O desconto é real e chama atenção. Só que ele não apaga duas questões que pesam muito no Brasil: segurança e revenda. E é aí que a conversa fica mais séria.

Ficha técnica do Peugeot 2008 Hybrid
A versão ligada à campanha é a GT T200 Hybrid AT, hoje a configuração mais conhecida do 2008 eletrificado no mercado brasileiro. Abaixo, a ficha com os dados confirmados no briefing e os pontos que a própria campanha promocional não detalha com clareza.
| Item | Peugeot 2008 GT T200 Hybrid AT |
|---|---|
| Marca | Peugeot |
| Modelo | 2008 |
| Versão | GT T200 Hybrid AT |
| Ano-modelo | 2025/2026 |
| Categoria | SUV compacto |
| Motor | 1.0 turbo flex, 3 cilindros |
| Sistema híbrido | Híbrido leve 12V (MHEV) |
| Potência com etanol | 130 cv |
| Potência com gasolina | 125 cv |
| Torque | 20,4 kgf·m |
| Câmbio | Automático CVT com simulação de 7 marchas |
| Tração | 4×2 |
| Combustível | Flex |
| Tanque | 47 litros |
| Consumo cidade (gasolina) | Cerca de 13 km/l |
| Consumo estrada (gasolina) | Cerca de 13,7 km/l |
| Dimensões | A campanha não detalha; confira a ficha oficial da Peugeot |
| Porta-malas | A campanha não detalha; confira a ficha oficial da Peugeot |
| Peso | Não informado na oferta promocional |
| Preço público | R$ 179.990 |
| Preço promocional citado | Cerca de R$ 154.990 |
| Preço PcD citado | Cerca de R$ 142.426,67 |
| Segurança | 1 estrela no Latin NCAP |
| Pontos críticos de segurança | Estrutura instável no frontal, proteção lateral ruim para a cabeça e ausência de airbags de cortina |
Essa ficha já mostra o retrato do carro. O motor 1.0 turbo tem números honestos para um SUV compacto, e o consumo informado com gasolina é competitivo. O problema é que o preço cheio de R$ 179.990 cobra do Peugeot um nível de entrega que o mercado hoje associa a carros mais espaçosos ou eletrificados de forma mais séria.
Se você quiser conferir a página da marca, o caminho mais seguro é olhar o site oficial da Peugeot. E, no tema segurança, o dado que mais pesa vem do Latin NCAP, não do material de marketing.

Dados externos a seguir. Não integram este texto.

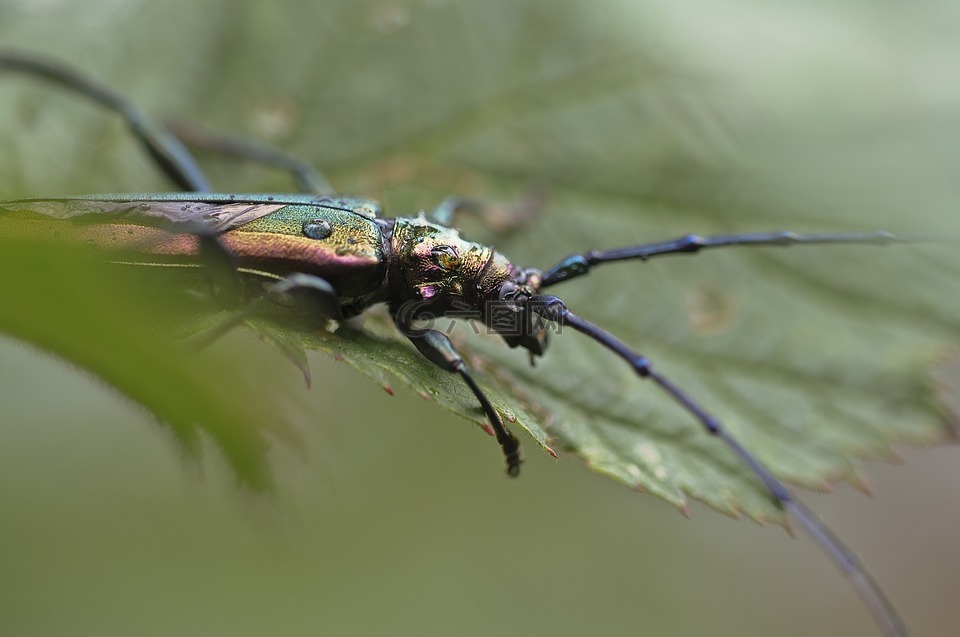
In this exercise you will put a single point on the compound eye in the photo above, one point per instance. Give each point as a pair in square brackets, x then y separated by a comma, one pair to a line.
[445, 256]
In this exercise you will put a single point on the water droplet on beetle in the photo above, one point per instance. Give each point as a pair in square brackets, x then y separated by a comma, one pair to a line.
[317, 228]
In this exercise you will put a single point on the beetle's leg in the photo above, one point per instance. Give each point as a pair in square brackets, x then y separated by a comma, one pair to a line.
[166, 150]
[321, 289]
[438, 349]
[501, 217]
[579, 264]
[308, 178]
[552, 308]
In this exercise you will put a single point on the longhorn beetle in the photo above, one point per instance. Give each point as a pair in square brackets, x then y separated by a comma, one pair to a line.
[344, 252]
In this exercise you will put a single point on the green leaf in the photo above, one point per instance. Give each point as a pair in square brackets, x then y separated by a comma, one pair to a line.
[813, 357]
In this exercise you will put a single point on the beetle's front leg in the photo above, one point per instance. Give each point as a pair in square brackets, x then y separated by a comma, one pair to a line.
[438, 349]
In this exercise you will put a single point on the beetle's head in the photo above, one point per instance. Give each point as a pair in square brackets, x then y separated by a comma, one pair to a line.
[445, 275]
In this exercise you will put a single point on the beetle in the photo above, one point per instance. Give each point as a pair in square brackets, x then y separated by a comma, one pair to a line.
[342, 251]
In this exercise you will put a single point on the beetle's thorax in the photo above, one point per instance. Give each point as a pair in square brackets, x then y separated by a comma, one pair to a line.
[435, 272]
[433, 265]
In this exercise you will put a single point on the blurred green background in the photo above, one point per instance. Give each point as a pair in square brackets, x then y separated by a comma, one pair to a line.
[110, 530]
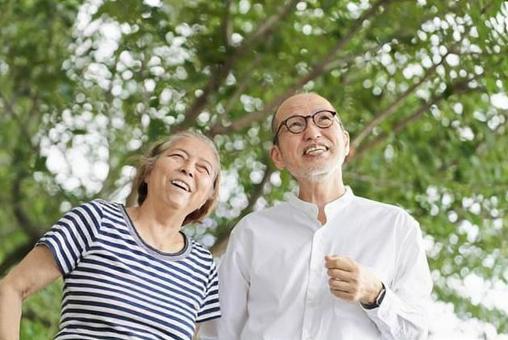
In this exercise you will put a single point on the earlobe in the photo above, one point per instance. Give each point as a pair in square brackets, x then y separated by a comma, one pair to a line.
[276, 156]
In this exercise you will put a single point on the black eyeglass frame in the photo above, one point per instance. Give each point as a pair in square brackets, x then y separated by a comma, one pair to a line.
[313, 116]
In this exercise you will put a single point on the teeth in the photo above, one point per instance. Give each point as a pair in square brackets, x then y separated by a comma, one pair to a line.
[315, 149]
[181, 184]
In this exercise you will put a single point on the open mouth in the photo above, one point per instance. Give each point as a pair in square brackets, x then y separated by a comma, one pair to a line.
[314, 150]
[180, 184]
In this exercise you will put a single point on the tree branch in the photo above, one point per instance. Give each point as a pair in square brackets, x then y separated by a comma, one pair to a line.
[381, 116]
[457, 88]
[222, 240]
[318, 69]
[223, 70]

Híbrido leve 12V: o que isso significa na prática
Esse é o ponto que mais gera confusão. O Peugeot 2008 Hybrid não é um híbrido pleno como um Toyota Corolla Cross Hybrid, nem um plug-in como o BYD Song Pro. O sistema 12V é uma solução mais simples, pensada para reduzir consumo e emissões com ajuda elétrica pontual.
No uso diário, o sistema híbrido leve atua em partidas, pode aliviar esforço do motor em algumas retomadas e melhora o funcionamento do start-stop. Só que ele não permite rodar longos trechos apenas no elétrico. Em vários casos, o motorista mal percebe a parte elétrica trabalhando, além de notar uma suavidade maior em certos momentos.
Isso não é um defeito por si só. O problema aparece quando a comunicação comercial joga o carro na mesma conversa de híbridos bem mais completos. Não dá para comparar o 2008 Hybrid de igual para igual com um BYD Song Pro híbrido flex, porque a proposta técnica é outra. O Peugeot tenta ser um SUV compacto tradicional com um empurrãozinho de eficiência. O BYD é um eletrificado muito mais agressivo na parte mecânica.
O mesmo vale quando o consumidor pesquisa o carro híbrido mais barato do Brasil em 2026. A expressão “híbrido” cobre soluções muito diferentes. Um MHEV 12V costuma entregar um ganho menor de consumo do que um HEV ou um PHEV. Se você quer economia real de combustível sem tomada, é preciso separar as categorias antes de olhar só para o preço da etiqueta.
Em resumo prático: o 2008 Hybrid economiza mais do que um SUV 1.0 turbo comum? Em tese, sim. Ele vira um “quase elétrico” por causa disso? Nem perto.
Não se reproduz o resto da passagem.